Ieri in Alabama era il giorno in cui si votava per le primarie del partito repubblicano. Davanti alla Saint Mark United Methodist Church in Columbiana road a Birmingham, un imponente edificio di mattoncini rossi dominato da un’enorme vetrata, Mary Ellen Reeves, 50 anni, aspetto esile e capelli corti, dice di aver dato la sua preferenza all’ex governatore del Massachusetts : “L’ho votato perché voglio battere Barack Obama. Per la prima volta nella mia vita ho paura di un presidente. Siamo invasi dai clandestini e lui non fa nulla. Secondo me, se va avanti così, finiremo come gli indiani d’America, ci metteranno nelle riserve!”.
In un ristorante del centro Ann Romney incontra un gruppo di sostenitrici bianche come la maggioranza della popolazione in Alabama (67%). Fuori, a pochi decine di metri sventola un grosso manifesto “Salvate l’Alabama, ripudiate la legge HB56”. Anne Shackelford ha una sessantina d’anni e l’aria da vera donna del sud. Occhi azzurri, capelli biondi uniti in una coda di cavallo, gonna ampia, ieri anche lei ha votato per Romney. Quando accenniamo alle proteste per la legge anti-immigrati alza le spalle: “Quelli che hanno fatto la marcia su Montgomery venivano tutti da fuori esattamente come 50 anni fa quando chiedevano i diritti civili. Non è la nostra gente a  manifestare”. Parole che acquistano un significato pesante nella città in cui Rosa Parks nel lontano 1955 si rifiutò di cedere il posto a un bianco sull’autobus innescando la rivolta che ha fatto la storia dei diritti civili.
Dei quattro candidati alle primarie Mitt Romney è stato quello che più chiaramente ha appoggiato le misure draconiane varate in Arizona e in Alabama promettendo anche il veto al Dream Act, la legge che dovrebbe garantire la green card ai giovani che frequentano l’università o sono arruolati nell’esercito e vivono nel Paese da anni.
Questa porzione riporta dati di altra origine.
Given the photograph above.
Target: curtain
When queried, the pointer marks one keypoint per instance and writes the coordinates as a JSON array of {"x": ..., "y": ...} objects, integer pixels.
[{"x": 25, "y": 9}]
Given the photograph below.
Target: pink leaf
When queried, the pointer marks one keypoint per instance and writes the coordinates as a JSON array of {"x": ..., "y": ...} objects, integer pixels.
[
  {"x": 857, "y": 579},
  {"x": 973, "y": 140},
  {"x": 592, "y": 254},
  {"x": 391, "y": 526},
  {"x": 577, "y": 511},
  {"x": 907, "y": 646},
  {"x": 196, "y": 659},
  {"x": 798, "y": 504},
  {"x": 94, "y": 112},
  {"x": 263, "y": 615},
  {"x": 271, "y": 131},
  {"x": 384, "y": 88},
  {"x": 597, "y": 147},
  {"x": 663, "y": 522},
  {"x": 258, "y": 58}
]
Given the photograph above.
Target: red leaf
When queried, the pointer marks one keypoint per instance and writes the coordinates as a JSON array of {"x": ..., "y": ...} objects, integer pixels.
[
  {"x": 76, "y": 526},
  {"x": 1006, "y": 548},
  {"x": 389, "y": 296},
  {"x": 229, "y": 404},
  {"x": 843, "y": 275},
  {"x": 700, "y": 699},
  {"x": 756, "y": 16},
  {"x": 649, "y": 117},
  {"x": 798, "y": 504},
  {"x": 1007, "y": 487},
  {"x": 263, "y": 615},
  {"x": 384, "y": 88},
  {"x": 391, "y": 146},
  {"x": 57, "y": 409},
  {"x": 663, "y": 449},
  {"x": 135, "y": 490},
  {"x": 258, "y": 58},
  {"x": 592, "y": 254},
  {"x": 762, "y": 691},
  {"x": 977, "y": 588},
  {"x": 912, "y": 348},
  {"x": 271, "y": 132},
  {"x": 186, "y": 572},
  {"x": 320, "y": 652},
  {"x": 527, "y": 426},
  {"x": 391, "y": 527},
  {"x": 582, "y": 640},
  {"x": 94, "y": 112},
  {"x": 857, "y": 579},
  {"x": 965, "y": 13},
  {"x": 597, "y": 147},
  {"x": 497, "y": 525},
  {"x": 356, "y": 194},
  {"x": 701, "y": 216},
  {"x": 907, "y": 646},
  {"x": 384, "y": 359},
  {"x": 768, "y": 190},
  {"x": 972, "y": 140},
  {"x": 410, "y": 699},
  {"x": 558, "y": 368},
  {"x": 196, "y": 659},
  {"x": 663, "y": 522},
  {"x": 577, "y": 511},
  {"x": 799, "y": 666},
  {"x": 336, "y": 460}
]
Dichiarazioni che gli sono costate una grande impopolarità tra gli ispanici a livello nazionale (secondo un sondaggio di Fox news a novembre il 70% voterà Obama) e che hanno dato il destro a Newt Gingrich per accusarlo di essere contro “gli immigrati”. Ma anche Rick Santorum, che ieri ha vinto sia in Mississippi e in Alabama, non è stato da meno di Romney nello sposare la linea dura anti-immigrati.
Di certo c’è che gli ispanici dell’Alabama hanno paura. Il  gestore del ristorante San Marcos, sulla trafficata Atlanta Highway, si chiama Jose, 40 anni, capelli corti e neri,  parla a voce bassa, guardandosi intorno: “La situazione è quella che  è, cerchiamo di tirare avanti. C’è molto sospetto, diffidenza”.  I gestori del Supermercato Latino in Mount Meigs Rd, un piccolo edificio giallo in una strada deserta, sono in Alabama da sette anni, parlano inglese a fatica e continuano a chiedermi se sono un avvocato: “Meno male che i nostri figli e i nostri nipoti vivono in California – dicono – qui noi ci dobbiamo rimanere ma non è bello”. Molti infatti se ne vanno. Lasciano l’Alabama per Stati dove sono in vigore leggi meno drastiche.